For his part, the former PDP minister of aviation, Femi Fani-Kayode, said Nigeria needed to be freed from the shackles of what he calls the “Fulani ruling class”.
Referring to recent attacks committed by Fulani herdsmen, he blasted: “The struggle is not against Buhari but against what he represents: the hegemony and impunity of the Fulani ruling class and the barbarity of their murderous foot soldiers known as the herdsmen. It is not a struggle between political parties but a quest for liberation from the Fulani.”
The seemingly endless clashes between Fulani herdsmen and farmers in Benue, Taraba, Plateau and other states in Nigeria, which have claimed thousands of lives and the destruction of millions of dollars worth of property have remained a great source of concern and many feel that the president has not intervened effectively enough.
However, despite the current hue and cry against the APC, many believe the PDP as presently constituted is a shadow of its former self and cannot mount a credible challenge against the ruling party. To do so it would have to re-brand itself completely. Many believe that the re-emerging Social Democratic Party (SDP), created during Babangida’s days as military ruler, poses a bigger threat to the APC.
There is speculation in some quarters that Ohanaeze Ndigbo, the main Igbo political grouping, is planning to throw its support behind the president so that he can complete his second tenure. Under Nigeria’s zoning arrangements, the 2023 president should hail from the south, thus paving the way for an Igbo presidency. But the notion was flatly dismissed by Sylvan Ebigwei, a prominent member of Ohanaeze.
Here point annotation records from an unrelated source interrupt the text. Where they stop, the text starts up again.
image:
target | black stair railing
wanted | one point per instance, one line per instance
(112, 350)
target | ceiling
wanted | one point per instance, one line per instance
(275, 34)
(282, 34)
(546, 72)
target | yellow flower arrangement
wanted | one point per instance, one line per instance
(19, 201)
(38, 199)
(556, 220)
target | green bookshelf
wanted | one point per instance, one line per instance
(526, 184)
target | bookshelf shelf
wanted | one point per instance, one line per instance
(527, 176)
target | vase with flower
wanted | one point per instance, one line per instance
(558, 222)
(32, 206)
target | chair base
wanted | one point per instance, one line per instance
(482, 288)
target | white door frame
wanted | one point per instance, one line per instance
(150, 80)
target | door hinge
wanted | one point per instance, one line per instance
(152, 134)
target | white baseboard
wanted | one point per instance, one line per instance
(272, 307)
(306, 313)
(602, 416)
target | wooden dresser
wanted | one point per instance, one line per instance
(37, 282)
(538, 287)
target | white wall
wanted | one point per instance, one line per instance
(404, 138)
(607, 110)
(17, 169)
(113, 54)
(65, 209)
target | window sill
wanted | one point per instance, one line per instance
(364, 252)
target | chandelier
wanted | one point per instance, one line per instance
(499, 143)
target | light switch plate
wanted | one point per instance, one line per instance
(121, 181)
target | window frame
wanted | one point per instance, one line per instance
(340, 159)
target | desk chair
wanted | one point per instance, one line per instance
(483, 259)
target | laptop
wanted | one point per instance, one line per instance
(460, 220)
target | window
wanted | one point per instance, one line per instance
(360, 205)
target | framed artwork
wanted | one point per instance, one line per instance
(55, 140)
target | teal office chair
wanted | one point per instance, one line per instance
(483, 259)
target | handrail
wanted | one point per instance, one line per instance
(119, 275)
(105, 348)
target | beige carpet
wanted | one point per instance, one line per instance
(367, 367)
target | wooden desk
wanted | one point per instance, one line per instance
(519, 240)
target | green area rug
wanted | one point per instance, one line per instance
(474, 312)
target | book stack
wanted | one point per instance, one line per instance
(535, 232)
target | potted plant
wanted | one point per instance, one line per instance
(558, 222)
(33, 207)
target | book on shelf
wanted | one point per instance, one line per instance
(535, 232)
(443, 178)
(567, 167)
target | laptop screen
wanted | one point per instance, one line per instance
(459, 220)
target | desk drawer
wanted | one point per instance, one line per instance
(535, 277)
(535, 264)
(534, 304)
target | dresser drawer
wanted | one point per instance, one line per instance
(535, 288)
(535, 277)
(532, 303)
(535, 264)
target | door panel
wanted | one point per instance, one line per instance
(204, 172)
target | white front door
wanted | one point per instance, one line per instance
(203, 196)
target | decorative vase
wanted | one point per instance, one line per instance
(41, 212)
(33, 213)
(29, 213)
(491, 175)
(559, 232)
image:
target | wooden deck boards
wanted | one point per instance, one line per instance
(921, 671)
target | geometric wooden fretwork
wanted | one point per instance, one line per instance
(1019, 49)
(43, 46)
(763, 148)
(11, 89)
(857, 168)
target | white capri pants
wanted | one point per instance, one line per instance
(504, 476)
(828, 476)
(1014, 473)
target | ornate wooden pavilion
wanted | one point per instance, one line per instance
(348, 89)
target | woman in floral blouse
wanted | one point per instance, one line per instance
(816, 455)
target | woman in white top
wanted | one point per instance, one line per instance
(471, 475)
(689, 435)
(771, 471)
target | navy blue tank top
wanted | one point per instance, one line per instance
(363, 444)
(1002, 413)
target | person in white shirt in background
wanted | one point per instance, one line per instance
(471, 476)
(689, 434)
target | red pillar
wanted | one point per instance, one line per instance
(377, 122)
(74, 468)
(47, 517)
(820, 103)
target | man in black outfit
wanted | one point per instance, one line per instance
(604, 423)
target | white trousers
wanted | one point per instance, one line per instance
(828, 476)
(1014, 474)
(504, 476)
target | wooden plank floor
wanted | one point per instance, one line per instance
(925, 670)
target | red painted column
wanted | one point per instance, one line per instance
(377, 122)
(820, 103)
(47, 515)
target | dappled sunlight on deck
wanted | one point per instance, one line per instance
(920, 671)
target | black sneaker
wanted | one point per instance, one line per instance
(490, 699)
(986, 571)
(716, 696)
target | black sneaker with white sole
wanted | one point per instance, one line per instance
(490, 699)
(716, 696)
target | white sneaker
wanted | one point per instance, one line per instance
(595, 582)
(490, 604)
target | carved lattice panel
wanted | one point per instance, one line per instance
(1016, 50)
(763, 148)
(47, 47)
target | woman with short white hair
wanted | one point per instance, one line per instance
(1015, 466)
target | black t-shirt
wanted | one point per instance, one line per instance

“That is not true and cannot be true,” he said. “I can authoritatively tell you that there is no such plan by Ohanaeze.”
Charles Anike, the head of the Eastern Union, was also dismissive, saying that Buhari did not deserve Igbo backing. “No reasonable political leader from the southeast who has the collective interest of the people at heart will support the current government to return in 2019. We cannot support Buhari because he does not have the interest of the Igbo at heart.”
He added: “In fact, there is non-performance in virtually every aspect of governance, no respect for the constitution he swore to protect, and insecurity. My organisation is already mobilising against him. We are holding conferences where we sensitise people to ensure they register and vote out this government in 2019.”
The winner of the next election is due to be inaugurated in May 2019. It is early days yet and anything can happen between now and the ballot box, but expect there to be the usual jockeying for position by those with their eye firmly on the prize.